Bread Pudding Substitutes

Bread Pudding Substitutes

Bread Pudding Substitutes

You are looking at Caramel Bread Pudding in this picture. But I’ll also offer you a lower-fat version of the recipe. You must refer to the previous post on bread pudding for the whole recipe.

How the caramel is made:
One sugar cup
34 cup of water
White vinegar, 1/4 teaspoon

a further 1/4 cup of water

In a stainless steel pot, combine the sugar, vinegar, and 1/3 cup water. If you use a dark or nonstick pot, you won’t be able to tell when the caramel is the appropriate shade. Stirring continuously, boil the mixture over medium to medium-low heat until the sugar melts. A brush dipped in water should be used to remove any sugar crystals from the pot’s edges. To bring the mixture to a boil, raise the heating to medium-high.

(You don’t need to use a pot this big, but it’s the only one I have that’s stainless steel.)
DO NOT STIR THE MIXTURE ONCE IT BEGINS TO BOIL! Cook the mixture until it turns golden brown, regularly swirling the pot to ensure that no area cooks before another.

Pour the final 1/4 cup of water into the pan while tilting it away from you to prevent burns. It will violently steam and boil up. Stir the caramel for a smooth texture.

Fill the baking pan with the mixture ( I prefer not to use glass, because I am always wary about pouring such hot liquid into glass, even if it is Pyrex).

Allow the caramel to momentarily cool before placing it in the freezer or refrigerator to harden (15 mnutes if frozen and up to 1 hour if refrigerated).

Use the lowfat instructions below or prepare the bread pudding as described in the previous post. The pudding can be eaten an hour after it is cooked, but the caramel will be sticky and the pudding will be soft. Alternatively, it can be chilled for at least six hours. The pudding will be stiffer and the caramel will be somewhat sticky after that time (as in the photo above) You’ll have gooey caramel, melting caramel sauce, and my favorite—a solid pudding—after two days in the refrigerator.
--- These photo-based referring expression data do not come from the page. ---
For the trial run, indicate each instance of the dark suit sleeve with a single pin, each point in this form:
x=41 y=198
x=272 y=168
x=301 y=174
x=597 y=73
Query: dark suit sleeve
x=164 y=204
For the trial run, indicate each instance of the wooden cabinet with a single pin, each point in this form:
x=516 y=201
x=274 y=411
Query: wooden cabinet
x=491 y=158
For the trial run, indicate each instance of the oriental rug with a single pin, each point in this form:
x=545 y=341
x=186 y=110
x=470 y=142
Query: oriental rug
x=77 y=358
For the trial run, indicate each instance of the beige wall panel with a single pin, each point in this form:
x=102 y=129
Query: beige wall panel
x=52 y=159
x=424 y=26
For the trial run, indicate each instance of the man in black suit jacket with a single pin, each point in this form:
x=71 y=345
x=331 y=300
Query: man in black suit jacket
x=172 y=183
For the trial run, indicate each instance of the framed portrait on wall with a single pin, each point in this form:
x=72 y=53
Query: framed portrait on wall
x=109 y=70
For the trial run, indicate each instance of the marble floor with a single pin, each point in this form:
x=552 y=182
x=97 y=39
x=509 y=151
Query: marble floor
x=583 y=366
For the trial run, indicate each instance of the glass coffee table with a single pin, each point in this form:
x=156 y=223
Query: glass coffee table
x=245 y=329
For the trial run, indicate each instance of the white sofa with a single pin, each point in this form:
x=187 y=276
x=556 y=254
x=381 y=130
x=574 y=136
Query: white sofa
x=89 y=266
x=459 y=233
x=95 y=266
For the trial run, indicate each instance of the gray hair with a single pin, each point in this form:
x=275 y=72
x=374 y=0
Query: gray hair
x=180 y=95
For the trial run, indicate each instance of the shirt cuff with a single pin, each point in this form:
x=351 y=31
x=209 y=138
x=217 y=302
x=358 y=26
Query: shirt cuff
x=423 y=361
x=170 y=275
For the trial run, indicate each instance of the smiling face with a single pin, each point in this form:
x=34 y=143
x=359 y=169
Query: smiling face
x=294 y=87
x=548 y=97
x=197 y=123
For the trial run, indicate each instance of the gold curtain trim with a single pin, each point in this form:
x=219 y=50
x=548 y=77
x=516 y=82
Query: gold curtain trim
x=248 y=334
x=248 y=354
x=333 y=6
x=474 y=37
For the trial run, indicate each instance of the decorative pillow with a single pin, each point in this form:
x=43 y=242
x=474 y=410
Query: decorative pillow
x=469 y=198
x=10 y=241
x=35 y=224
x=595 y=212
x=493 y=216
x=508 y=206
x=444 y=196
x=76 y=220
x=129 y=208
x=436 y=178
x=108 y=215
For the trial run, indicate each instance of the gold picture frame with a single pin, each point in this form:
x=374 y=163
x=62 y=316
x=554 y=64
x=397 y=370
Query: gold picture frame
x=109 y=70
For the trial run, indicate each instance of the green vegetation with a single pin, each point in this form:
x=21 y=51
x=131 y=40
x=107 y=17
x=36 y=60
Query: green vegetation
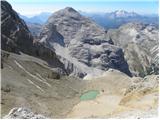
x=89 y=95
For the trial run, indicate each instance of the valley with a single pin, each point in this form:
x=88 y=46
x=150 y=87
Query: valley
x=72 y=67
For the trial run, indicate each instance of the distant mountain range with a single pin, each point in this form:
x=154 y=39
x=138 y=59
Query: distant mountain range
x=106 y=20
x=119 y=17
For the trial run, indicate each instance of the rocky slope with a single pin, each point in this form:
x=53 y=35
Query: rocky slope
x=23 y=113
x=28 y=82
x=139 y=42
x=131 y=98
x=84 y=41
x=15 y=37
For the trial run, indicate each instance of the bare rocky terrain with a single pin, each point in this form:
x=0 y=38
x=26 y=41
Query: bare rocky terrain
x=83 y=40
x=140 y=44
x=73 y=58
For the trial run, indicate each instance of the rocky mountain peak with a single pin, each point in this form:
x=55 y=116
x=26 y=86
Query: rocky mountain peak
x=69 y=9
x=123 y=13
x=85 y=43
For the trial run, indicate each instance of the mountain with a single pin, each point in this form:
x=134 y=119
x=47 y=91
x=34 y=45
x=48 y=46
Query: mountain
x=31 y=83
x=40 y=18
x=119 y=17
x=121 y=14
x=85 y=43
x=139 y=42
x=16 y=38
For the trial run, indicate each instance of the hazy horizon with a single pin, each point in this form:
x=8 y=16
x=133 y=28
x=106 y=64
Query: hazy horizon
x=31 y=8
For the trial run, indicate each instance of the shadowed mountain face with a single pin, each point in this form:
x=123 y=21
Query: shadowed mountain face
x=16 y=37
x=29 y=69
x=139 y=42
x=84 y=41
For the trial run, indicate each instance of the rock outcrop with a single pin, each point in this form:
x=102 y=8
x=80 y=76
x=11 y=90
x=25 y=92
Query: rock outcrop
x=140 y=44
x=15 y=37
x=23 y=113
x=84 y=41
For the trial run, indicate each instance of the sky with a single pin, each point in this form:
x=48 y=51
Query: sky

You may either serve it warm or cold.

Low-fat custard sauce with lower-fat bread pudding
Challah, eggy white bread, or low-fat Italian bread (I used Arnold’s) in the amount of 9 ounces
30 grams of raisins
Three big eggs
2 substantial egg whites
50 g of sugar
Vanilla extract, 1 teaspoon
1 cinnamon stick
2-1/4 cups two percent milk (using skim or 1 percent results in a very soft-set pudding)

Follow the instructions in the article on Raisin Bread Pudding Lowfat Custard Sauce to prepare the pudding.
2 substantial eggs, room temperature
1/4 cup of sugar in powder
Cornstarch, 1 teaspoon

2 cups milk with 1% less fat
1/4 cup of sugar, granulated
Vanilla bean, cut in half lengthwise, one big bean.
1 tablespoon optional rum or other liquor

Combine the eggs, cornstarch, and powdered sugar in a medium bowl.
In a medium saucepan, combine the milk, granulated sugar, vanilla bean, and rum. Simmer the mixture for a little while.
As the eggs warm up, add more and more of the hot milk mixture, whisking it in gradually.

Refill the pot with the mixture. Stirring continuously, heat on medium until the mixture simmers. Simmer for one minute on a lower heat setting. Fill the container with the mixture. Discard the vanilla pod after scraping the seeds into the custard. Allow it to cool for a little while before covering and storing in the fridge for up to a week.